Une conférence axée sur l'essentiel
Voilà enfin une conférence sur la sécurité axée sur la la mission qui lui revient, se réjouit Polityka :
«Dans ce nouveau rôle qui est le sien, et auquel il met du temps à s'habituer, l'Occident a réussi à écarter les thèmes à la mode et les enjeux habituellement à l'ordre du jour lors de ces conférences de Munich, d'ordinaire si peu réjouissantes. Les problèmes environnementaux, le rôle des médias, les GAFAM et l'intelligence artificielle y ont à peine été abordés. Il a également été peu débattu des pays non impliqués dans la confrontation actuelle entre l'Occident et la Russie : aucun mot sur l'Inde, le Brésil, l'Afrique ou sur les problèmes rencontrés par les pays du Sud global. L'Occident a axé les discussions autour de lui-même, de ses Etats et de ses institutions - UE incluse - dans un effort pour 'se muscler'.»
Kubrakow ne rend pas service à son pays
Le vice-premier ministre ukrainien, Oleksandre Koubrakov a commis un impair en évoquant une possible utilisation de bombes incendiaires au phosphore et de munitions à fragmentation, estime le Spiegel :
«L'utilisation, le transport, la production et le stockage de bombes à fragmentation sont interdits depuis la Convention d'Oslo. L'Allemagne et la plupart des autres Etats européens font partie des quelques 110 pays signataires. La Russie, l'Ukraine, les Etats-Unis et les pays des Balkans occidentaux n'ont quant à eux pas encore ratifié la convention. Koubrakov sait ainsi que son pays peut avoir recours à ces armes, mais que cette démarche serait extrêmement controversée, et qu'en agissant ainsi, il ne pourrait jamais rallier les partenaires occidentaux à sa cause. ... Dans ses déclarations, Koubrakov a témoigné d'un désespoir sincère. Mais il a également fait du mal à l'Ukraine.»
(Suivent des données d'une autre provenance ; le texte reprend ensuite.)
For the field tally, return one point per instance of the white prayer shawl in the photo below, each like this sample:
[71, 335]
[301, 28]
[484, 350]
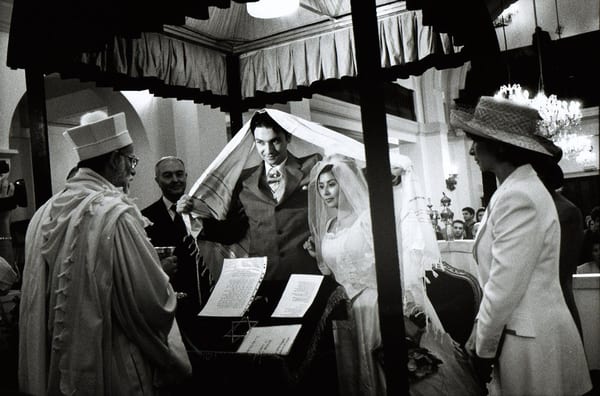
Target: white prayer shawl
[97, 310]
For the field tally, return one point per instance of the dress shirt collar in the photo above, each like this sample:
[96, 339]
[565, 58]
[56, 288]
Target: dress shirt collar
[279, 167]
[168, 204]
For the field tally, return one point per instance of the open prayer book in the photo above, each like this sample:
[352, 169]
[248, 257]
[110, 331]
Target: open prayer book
[270, 339]
[236, 288]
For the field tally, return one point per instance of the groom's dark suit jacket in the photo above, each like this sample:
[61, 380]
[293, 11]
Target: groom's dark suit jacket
[276, 230]
[166, 232]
Chine et Russie risquent de s'allier
Strana constate un fossé qui se creuse avec la Chine dans le conflit ukrainien :
«La conférence de Munich a clairement montré la présence de sérieuses divergences entre l'Occident et la Chine sur cette question. La Chine a notamment fait savoir que les pays occidentaux avaient fait échouer les pourparlers de paix par le passé. Il est donc possible qu'elle présente rapidement un projet de paix alternatif. Et il est fort probable que ce plan sera préalablement défini de concert avec la Russie. Dans le même temps, il est également possible que la Chine fasse office de représentant de la Russie lors des négociations avec l'Occident.»
Berlin doit traduire ses paroles en actes
La politique de sécurité allemande manque de résolution, déplore le Financial Times :
«Le budget de la défense est largement en dessous des deux pour cent recommandés par l'OTAN depuis la fin de la Guerre froide. Les différends entre la chancellerie et les ministères ont retardé l'annonce formelle d'une nouvelle stratégie de sécurité nationale. ... Disposer d'une politique de défense et de sécurité allemande dynamique et financée de manière adéquate est nécessaire, et pas uniquement pour faire face à l'agression russe. Ce serait une façon de montrer à Washington que les membres européens de l'OTAN ne sont pas de simples profiteurs de la garantie de sécurité américaine pour le continent.»
Le monde se divise
On est loin d'un isolement mondial de la Russie, constate le politologue Linas Kojala sur le portail Delfi :
«Les données indiquent que le jugement porté sur la Russie par les pays développés (soit plus de six milliards de personnes) ne s'est pas détérioré, même dans un contexte d'agressions brutales. Au contraire, les gens sont désormais plus nombreux à avoir une image positive du Kremlin. Ainsi, en Asie du Sud-Est par exemple, six personnes sur dix adhèrent à cet avis. Le monde se divise de plus en plus entre le monde démocratique, qui considère les enjeux géopolitiques sous un angle particulier, et les autres, qui ont une opinion inverse. ... Cela ne facilite pas les efforts de l'Occident pour isoler la Russie et imposer pleinement les sanctions économiques. »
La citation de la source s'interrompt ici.